Main residences can benefit from an additional £175,000 residence nil-rate band.

Certain gifts made during a person’s lifetime may also reduce the taxable value of an estate if given at least seven years before death.

More people gifting pension funds

Financial advisers at Blick Rothenberg told The i Paper they had noticed clients becoming “more aggressive” in drawing down from their pension funds since the Budget.

Robert Salter, a director at the firm, said while people were not handing over their entire pension funds, they were creating more spare income to share with their children.

“Whilst they’re not gifting the whole fund to people, they will have more ‘spare income’ available and are sharing some of that with their children,” he explained.

By making a gift, people are reducing the size of their overall estate for IHT purposes.

Normally, you can gift a total of £3,000 a year and make any number of smaller gifts up to £250, as long as you don’t give it to the same person. Plus, if you didn’t use your allowance last year either, you can add another £3,000 under the ‘carry forward’ rules.

But under HMRC rules, an exemption called “normal expenditure out of income”, there is no upper monetary gift amount. The rule allows such gifts to be immediately excluded from the estate for IHT purposes, without needing to wait seven years.

Gifts must be funded entirely from excess income, such as pensions, interest, dividends, or rental income, rather than savings, and must be habitual, for example, as a monthly or annual Christmas transfer. Importantly, gifts must not compromise the donor’s standard of living.

Liz Hardie, technical specialist in tax, trusts and estate planning at Canada Life, said this could be a good idea for retirees who can afford to do it.

“Consistency is key to demonstrate it is ‘normal’ expenditure,” she said.

Salter added that even small, regular gifts could fall outside the IHT net if structured correctly, avoiding the usual seven-year wait.

“Having said that, with anything involving tax, care does need to be taken with this type of arrangement,” he warned.

“It’s possible to trigger a 40 per cent or higher income tax liability today when drawing money from the pension pot, instead of a 40 per cent IHT liability at some indefinite point in the future.”

He also cautioned that beneficiaries could face a “double liability”. The uncrystallised pension pot could be liable to IHT at 40 per cent, while children may also have to pay income tax on subsequent withdrawals.

Other ways to reduce IHT

Gifts can be made to anyone with no immediate tax to pay, and if the donor survives seven years, the gift is entirely exempt, with a sliding scale applied after three years.

Annual gift allowances can also help, including:

Charitable gifts – unlimited donations to registered charities are IHT-free and leaving at least 10 per cent of your estate to charity reduces the rate on the remainder from 40 to 36 per cent.

Annual exemption – you can give £3,000 a year free of IHT, which can be split between people or carried forward for one tax year.

Small gifts – up to £250 per recipient, as long as they haven’t already received part of the £3,000 allowance.

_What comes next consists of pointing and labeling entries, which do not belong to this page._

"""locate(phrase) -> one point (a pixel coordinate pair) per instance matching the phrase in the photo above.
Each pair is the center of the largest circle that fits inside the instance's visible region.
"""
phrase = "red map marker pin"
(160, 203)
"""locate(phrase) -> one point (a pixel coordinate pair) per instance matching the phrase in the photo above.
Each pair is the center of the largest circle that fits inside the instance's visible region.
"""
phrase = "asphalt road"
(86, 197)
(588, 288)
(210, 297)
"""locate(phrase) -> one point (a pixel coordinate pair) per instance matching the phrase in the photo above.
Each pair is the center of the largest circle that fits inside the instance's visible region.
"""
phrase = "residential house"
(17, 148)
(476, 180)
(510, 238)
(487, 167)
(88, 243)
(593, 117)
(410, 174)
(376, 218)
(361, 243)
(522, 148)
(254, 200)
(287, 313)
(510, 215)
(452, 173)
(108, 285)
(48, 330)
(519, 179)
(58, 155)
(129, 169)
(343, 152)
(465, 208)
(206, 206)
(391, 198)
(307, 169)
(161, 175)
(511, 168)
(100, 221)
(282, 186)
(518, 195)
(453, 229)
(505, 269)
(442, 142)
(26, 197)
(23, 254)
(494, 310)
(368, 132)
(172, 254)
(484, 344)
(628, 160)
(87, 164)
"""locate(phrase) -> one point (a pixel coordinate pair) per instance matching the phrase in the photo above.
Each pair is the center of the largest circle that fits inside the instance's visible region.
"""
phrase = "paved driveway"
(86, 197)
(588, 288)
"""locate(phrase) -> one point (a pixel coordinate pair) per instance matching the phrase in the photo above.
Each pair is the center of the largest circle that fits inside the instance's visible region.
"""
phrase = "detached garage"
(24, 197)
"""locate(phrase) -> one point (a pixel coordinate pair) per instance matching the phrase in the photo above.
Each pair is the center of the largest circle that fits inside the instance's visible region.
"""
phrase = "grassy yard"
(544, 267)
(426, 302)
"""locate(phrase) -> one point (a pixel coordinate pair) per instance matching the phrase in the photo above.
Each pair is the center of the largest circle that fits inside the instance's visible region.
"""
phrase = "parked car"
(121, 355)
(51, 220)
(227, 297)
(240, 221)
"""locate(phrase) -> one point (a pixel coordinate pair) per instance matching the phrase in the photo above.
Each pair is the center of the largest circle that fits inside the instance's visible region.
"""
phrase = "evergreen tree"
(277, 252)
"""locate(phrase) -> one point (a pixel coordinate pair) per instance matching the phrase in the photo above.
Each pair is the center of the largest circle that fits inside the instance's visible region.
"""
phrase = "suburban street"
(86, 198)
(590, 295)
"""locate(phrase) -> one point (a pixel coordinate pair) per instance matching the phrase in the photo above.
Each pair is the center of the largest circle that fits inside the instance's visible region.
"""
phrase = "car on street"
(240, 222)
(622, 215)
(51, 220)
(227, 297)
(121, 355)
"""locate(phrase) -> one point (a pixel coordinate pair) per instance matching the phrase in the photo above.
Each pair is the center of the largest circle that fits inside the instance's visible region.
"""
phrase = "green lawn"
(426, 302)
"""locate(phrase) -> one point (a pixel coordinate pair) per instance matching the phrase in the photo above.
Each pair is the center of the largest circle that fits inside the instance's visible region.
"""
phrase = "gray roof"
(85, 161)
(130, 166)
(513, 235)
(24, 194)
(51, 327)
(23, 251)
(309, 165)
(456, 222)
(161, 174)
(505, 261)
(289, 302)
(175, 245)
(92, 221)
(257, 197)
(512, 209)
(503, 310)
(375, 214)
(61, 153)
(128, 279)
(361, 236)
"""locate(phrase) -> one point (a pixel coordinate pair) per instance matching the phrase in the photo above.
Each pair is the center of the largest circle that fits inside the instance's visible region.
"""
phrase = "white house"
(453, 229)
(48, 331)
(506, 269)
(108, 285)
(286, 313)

Wedding gifts – exempt up to £5,000 from parents, £2,500 from grandparents, £1,000 from all others.

Normal expenditure from income – money left over each month can be given regularly without IHT, provided it does not require dipping into capital and records are kept.

Anyone considering gifting a pension, whether at Christmas or any other time, needs to weigh a range of factors, Salter warned.

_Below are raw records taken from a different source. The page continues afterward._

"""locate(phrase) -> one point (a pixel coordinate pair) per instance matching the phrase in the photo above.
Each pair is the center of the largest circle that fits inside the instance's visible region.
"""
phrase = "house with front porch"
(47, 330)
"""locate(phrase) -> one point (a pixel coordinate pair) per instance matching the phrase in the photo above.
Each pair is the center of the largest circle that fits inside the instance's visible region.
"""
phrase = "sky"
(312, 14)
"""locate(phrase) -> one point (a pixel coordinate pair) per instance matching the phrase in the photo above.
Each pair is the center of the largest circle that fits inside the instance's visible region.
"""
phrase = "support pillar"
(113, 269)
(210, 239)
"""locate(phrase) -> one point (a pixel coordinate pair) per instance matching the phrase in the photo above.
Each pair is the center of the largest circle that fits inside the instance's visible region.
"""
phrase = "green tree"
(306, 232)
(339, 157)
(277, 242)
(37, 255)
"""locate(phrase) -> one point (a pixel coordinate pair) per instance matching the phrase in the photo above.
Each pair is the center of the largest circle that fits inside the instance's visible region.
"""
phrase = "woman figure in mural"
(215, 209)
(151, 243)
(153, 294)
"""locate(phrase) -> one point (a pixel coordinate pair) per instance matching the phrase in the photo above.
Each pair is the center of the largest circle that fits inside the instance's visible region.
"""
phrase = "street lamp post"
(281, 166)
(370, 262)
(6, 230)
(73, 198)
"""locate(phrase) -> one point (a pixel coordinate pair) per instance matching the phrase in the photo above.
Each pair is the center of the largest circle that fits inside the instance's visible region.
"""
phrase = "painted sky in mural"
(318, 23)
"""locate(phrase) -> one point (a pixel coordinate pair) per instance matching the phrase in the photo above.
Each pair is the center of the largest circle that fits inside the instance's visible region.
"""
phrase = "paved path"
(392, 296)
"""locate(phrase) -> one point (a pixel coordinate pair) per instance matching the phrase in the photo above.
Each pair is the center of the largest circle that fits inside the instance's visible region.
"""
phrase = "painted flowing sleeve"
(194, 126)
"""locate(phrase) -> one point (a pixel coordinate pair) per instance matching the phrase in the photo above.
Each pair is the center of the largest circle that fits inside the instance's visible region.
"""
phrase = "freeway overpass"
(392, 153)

Final salary schemes cannot be passed on, and pensions already used to purchase an annuity cannot be gifted.

Spouses or civil partners automatically benefit from IHT-free transfers, but unmarried partners do not.

“It’s important to assess whether your estate, including any undrawn pension pot, is likely to be liable to IHT at all,” he said.

For those able to gift savings, Salter said it is crucial to ensure they can live comfortably without the funds.

If a pension gift is made at least three years before death, its value starts to fall for IHT purposes, and surviving seven years would remove it entirely from the estate.

“If you have the wider assets available, to be able to gift your pension away – or at least part of it, you start to reduce the IHT burden for your beneficiaries,” he said.